ADR-019: Infrastructure-as-Code Strategy

Status

Accepted (2026-04-23)

Context

SecurityV0 currently manages infrastructure through three uncoordinated surfaces:

Dashboard-managed — Cloudflare (DNS, Zero Trust Access applications, service tokens), GitHub Actions secrets and Environments, Hetzner VMs, BetterStack and Grafana Cloud (pending signup), MongoDB Atlas (pending provisioning). Every change is a click. Drift between what reviewers believe is deployed and what is actually deployed is guaranteed over any timescale longer than a week.
Partially terraformed — sv0-connectors/infra/ has real HCL modules for Azure Foundry and Azure identity, with a 1Password Service Account credential pattern and Makefile wrappers. sv0-demo-labs/labs/*/infra/ has Terraform for per-lab Azure environments. Both use local state, per-developer.
Not yet in existence — post-pilot cloud-agnostic compute (AWS VM or Azure VM per the readiness-review §2.3 decision), MediaPro Atlas cluster, observability stack config, any cross-cutting resources that cross the product-repo boundary.

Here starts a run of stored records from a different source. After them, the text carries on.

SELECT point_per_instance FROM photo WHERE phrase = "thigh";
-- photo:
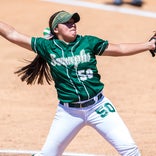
(63, 129)
(106, 120)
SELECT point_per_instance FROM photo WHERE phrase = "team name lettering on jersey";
(72, 60)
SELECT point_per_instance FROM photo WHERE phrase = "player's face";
(66, 31)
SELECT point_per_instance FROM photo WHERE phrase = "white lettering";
(72, 60)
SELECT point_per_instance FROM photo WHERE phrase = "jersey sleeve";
(38, 46)
(98, 45)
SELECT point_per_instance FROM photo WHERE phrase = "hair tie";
(47, 33)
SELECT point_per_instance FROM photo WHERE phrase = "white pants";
(102, 116)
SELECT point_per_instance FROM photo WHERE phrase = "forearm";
(9, 33)
(127, 49)
(6, 30)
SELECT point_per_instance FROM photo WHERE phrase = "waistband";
(83, 104)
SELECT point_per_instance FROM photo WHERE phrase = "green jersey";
(73, 66)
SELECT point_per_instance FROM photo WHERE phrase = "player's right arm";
(9, 33)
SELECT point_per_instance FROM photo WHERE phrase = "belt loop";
(66, 104)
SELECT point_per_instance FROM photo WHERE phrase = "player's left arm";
(127, 49)
(12, 35)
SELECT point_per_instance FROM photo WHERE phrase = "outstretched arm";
(9, 33)
(126, 49)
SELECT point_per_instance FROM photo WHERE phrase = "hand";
(153, 42)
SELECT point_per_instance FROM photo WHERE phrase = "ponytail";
(37, 70)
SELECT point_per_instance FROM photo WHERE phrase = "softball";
(46, 32)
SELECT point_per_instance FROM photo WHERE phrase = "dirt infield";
(26, 112)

Three pressures forcing this decision now:

MediaPro pilot in early May. Pilot infrastructure is being provisioned right now; everything new we provision during pilot week is a dashboard click we will have to reconcile later.
Dedicated-deployment customers are a known future requirement. ADR-016's amendment committed to supporting single-tenant deployments via a SINGLE_TENANT_SLUG environment flag when the first such customer signs. That promise is only as cheap as our ability to stamp out a new customer stack — Atlas cluster, compute VM, Cloudflare DNS, GitHub environment secrets, observability wiring — in hours not days.
The 2026-04-12 architecture review flagged hand-managed deploy tooling as a ship-blocker for enterprise credibility. Terraforming production infrastructure is step one of the managed-platform migration path ADR-018 committed to.

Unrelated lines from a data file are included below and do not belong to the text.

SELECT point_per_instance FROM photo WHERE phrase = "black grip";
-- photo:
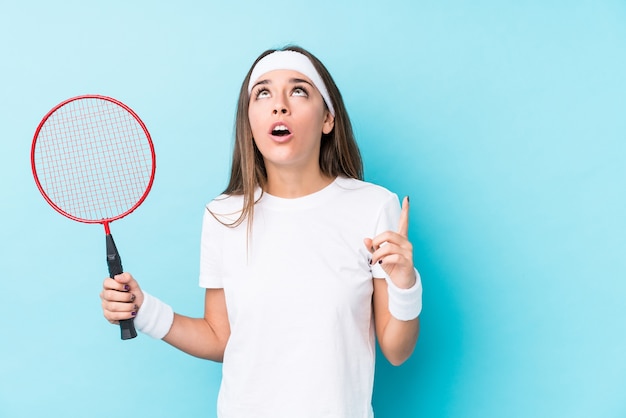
(127, 326)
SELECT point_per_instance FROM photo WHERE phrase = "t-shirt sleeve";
(210, 252)
(388, 218)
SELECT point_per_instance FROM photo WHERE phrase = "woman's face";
(288, 116)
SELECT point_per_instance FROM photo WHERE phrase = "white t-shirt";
(299, 299)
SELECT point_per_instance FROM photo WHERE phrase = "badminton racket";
(93, 161)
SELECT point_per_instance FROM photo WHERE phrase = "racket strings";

The alternative paths — keeping dashboard management and writing runbooks, or deferring IaC until after pilot #3 — were considered and rejected. Runbooks encode click-paths that rot every time a vendor changes their UI. Deferring means that every tenant we onboard between pilot-1 and pilot-3 is a second stack we'll have to terraform-import later, with all the import-in-production risk that entails.

Decision

Adopt Terraform as the single IaC tool, a hybrid repo structure (new sv0-infrastructure for cross-cutting, existing product-scoped modules stay where they are), and Terraform Cloud free tier for state and plan/apply orchestration. Design every module so it is tenant-parameterizable from day one — each customer stack is an env/tenant-<slug>/ instantiation of the same module set.

The decision has six interlocking parts.

1. Tool: Terraform (HashiCorp)

Stay on the upstream Terraform 1.9+ binary with HCL. Two working Terraform codebases already exist in sv0-connectors/infra/ and sv0-demo-labs/labs/*/infra/; porting them to Pulumi is negative-value work. OpenTofu is defensible — same HCL, same providers, BSL-proof — but its provider registry lags HashiCorp's by 1-2 releases, and several providers we need (Cloudflare, MongoDB Atlas, BetterStack, Grafana Cloud) publish to the HashiCorp registry first.

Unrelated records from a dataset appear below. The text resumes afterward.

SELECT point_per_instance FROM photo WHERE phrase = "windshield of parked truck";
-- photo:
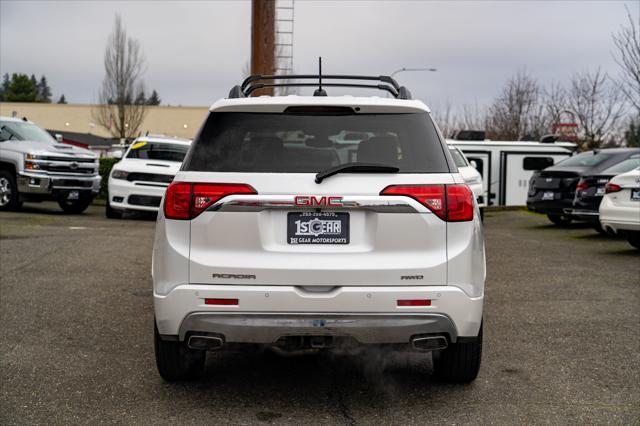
(458, 158)
(23, 131)
(146, 150)
(586, 159)
(624, 166)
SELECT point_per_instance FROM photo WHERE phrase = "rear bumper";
(368, 314)
(584, 215)
(364, 328)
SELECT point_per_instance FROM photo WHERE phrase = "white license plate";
(548, 195)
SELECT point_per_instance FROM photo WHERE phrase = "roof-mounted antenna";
(319, 91)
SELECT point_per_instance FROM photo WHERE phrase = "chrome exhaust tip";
(429, 343)
(205, 343)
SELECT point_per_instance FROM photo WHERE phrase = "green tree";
(22, 89)
(632, 134)
(154, 99)
(44, 91)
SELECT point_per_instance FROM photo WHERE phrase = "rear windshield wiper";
(356, 168)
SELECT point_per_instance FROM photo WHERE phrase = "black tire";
(74, 206)
(634, 239)
(176, 361)
(112, 213)
(560, 220)
(9, 197)
(460, 362)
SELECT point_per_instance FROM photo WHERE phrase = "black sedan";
(552, 190)
(590, 190)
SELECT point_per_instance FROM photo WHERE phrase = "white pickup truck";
(34, 167)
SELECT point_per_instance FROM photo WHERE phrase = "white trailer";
(503, 169)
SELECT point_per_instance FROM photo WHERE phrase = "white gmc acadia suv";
(278, 232)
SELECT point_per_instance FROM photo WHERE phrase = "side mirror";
(536, 163)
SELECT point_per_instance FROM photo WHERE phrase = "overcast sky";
(196, 50)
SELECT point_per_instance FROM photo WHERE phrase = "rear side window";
(624, 166)
(586, 159)
(313, 142)
(458, 158)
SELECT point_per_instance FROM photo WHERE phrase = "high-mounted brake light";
(612, 187)
(185, 200)
(452, 203)
(582, 185)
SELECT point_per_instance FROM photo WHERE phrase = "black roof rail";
(253, 83)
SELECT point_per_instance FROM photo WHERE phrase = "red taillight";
(459, 203)
(612, 187)
(581, 186)
(414, 302)
(225, 302)
(453, 203)
(186, 200)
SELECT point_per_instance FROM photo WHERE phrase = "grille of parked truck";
(34, 167)
(312, 222)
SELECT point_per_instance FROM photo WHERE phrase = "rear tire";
(112, 213)
(560, 220)
(634, 239)
(460, 362)
(75, 206)
(175, 360)
(9, 197)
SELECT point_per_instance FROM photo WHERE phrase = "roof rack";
(252, 83)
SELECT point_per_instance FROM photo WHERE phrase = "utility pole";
(263, 15)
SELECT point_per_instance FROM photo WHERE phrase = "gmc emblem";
(312, 201)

Revisit trigger. HashiCorp relicenses the Terraform binary itself under terms that block our usage. At that point switch to OpenTofu; HCL and modules are unchanged.

2. Repo structure: Hybrid

New sv0-infrastructure repo holds cross-cutting infrastructure: Cloudflare zone and DNS, Zero Trust Access applications, GitHub org-level settings and environment secrets, MongoDB Atlas project and cluster, BetterStack monitors and status page, Grafana Cloud stack, and (Phase 3) the post-pilot compute landing zone on AWS or Azure.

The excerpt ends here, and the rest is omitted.